DAS BOURNE ULTIMATUM
Darsteller:  Matt Damon, Julia Stiles, Joan Allen, David Strathairn
Regie:  Paul Greengrass
Dauer:  115 Minuten
FSK:  Freigegeben ab 12 Jahren
Weblink:  movies.uip.de/dasbourneultimatum
 

Es sind diese furchtbaren Erinnerungsfetzen, bruchstückhaft – weiß geflieste Räume im kalten Neonlicht, Atemnot, während er gewaltsam unter Wasser gedrückt wird – die ihn nicht zur Ruhe kommen lassen. Geister seiner Vergangenheit, die er einfach los werden muss.

Nachdem Topagent Jason Bourne (Matt Damon) in den ersten beiden Teilen schon mehr über seine wirkliche Identität und frühere Aufträge erfahren und danach untertauchen wollte, geht es ihm jetzt darum, herauszufinden, wie er überhaupt zu dieser Killermaschine der Geheimdienste werden konnte und wer dafür verantwortlich ist.
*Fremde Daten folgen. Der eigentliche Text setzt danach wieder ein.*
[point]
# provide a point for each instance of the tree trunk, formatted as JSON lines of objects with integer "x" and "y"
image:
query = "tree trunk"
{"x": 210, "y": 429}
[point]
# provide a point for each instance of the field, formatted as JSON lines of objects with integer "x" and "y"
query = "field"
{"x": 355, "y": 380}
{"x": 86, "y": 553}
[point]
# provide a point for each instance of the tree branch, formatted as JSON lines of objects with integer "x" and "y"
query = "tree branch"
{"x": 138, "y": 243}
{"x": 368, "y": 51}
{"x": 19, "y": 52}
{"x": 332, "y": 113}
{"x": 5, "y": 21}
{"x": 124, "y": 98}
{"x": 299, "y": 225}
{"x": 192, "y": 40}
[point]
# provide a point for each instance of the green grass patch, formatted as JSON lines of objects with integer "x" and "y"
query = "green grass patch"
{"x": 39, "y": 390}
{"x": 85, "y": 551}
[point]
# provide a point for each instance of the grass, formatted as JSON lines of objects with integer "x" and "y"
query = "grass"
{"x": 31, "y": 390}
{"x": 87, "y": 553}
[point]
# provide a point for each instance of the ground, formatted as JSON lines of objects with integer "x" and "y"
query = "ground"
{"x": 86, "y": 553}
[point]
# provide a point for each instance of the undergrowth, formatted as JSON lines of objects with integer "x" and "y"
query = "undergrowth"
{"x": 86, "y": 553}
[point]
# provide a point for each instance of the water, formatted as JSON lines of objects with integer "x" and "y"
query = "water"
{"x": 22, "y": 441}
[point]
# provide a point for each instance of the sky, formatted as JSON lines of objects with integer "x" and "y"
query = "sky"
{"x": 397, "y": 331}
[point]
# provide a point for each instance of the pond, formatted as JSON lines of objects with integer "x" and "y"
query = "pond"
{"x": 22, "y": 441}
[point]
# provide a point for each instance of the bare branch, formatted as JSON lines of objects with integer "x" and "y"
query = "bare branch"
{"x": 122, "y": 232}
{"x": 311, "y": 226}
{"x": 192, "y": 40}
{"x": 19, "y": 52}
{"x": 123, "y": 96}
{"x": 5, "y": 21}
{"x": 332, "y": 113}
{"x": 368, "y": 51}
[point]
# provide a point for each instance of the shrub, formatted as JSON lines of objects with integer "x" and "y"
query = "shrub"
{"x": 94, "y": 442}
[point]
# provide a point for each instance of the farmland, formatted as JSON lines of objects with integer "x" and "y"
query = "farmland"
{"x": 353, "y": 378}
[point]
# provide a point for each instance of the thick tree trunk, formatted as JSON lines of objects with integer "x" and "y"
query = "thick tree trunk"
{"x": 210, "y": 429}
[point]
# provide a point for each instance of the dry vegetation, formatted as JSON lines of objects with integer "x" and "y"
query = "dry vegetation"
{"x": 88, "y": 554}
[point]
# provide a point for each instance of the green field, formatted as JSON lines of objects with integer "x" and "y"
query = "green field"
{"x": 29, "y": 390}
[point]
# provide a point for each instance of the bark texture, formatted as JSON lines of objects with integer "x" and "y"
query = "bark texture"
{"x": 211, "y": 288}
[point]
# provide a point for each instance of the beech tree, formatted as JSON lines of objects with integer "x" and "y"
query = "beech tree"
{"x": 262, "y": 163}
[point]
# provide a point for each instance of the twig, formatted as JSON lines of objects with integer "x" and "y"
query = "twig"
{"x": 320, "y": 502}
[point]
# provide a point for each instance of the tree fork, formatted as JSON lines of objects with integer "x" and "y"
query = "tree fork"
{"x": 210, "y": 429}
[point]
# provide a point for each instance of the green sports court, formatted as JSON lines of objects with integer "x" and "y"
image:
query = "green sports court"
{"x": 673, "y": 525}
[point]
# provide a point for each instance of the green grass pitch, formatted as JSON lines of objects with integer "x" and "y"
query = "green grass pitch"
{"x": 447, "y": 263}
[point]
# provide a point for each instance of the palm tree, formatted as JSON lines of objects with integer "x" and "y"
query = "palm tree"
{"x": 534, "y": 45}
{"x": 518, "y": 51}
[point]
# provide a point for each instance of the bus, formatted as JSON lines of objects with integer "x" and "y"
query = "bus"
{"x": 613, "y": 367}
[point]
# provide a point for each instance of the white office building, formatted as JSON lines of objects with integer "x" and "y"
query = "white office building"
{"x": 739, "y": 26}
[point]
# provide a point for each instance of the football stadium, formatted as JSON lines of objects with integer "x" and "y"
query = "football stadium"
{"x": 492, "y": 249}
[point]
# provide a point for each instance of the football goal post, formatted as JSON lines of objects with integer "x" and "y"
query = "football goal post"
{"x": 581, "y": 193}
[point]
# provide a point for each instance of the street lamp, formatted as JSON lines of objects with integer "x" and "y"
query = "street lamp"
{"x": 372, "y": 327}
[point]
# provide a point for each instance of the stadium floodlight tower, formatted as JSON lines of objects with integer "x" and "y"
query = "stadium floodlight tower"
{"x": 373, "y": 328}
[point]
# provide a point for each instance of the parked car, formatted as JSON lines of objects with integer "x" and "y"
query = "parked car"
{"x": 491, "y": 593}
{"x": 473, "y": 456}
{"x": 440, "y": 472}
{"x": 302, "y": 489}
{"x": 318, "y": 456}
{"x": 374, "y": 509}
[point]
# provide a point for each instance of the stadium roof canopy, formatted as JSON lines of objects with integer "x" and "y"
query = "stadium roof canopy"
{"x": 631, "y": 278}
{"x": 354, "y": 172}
Also taucht er wieder auf und gerät sofort wieder ins Fadenkreuz von speziell auf ihn angesetzten Killereinheiten. Da den Geheimdiensten nämlich ganz und gar nicht an einer Aufklärung ihrer dubiosen Killerprojekte gelegen ist, an denen er ja nicht unerheblich beteiligt war, schicken sie mal wieder ihre Schergen aus, die die personifizierte drohende Gefahr beseitigen sollen.

Ganz wie schon von den Vorgängern gewohnt, entwickelt sich komplett ohne Anlaufzeit, das alte, rasante Katz-und-Maus-Spiel. Und das ist auch schon das Hauptmanko des Films, irgendwie hat man das alles schon mal gesehen. Natürlich geht es wieder zu ganz neuen Schauplätzen, lernt man neue Hinterhalte und Wege des Entkommens kennen, aber grundsätzlich ändert sich am Konzept „Bourne gegen den Rest der Welt“ nicht besonders viel.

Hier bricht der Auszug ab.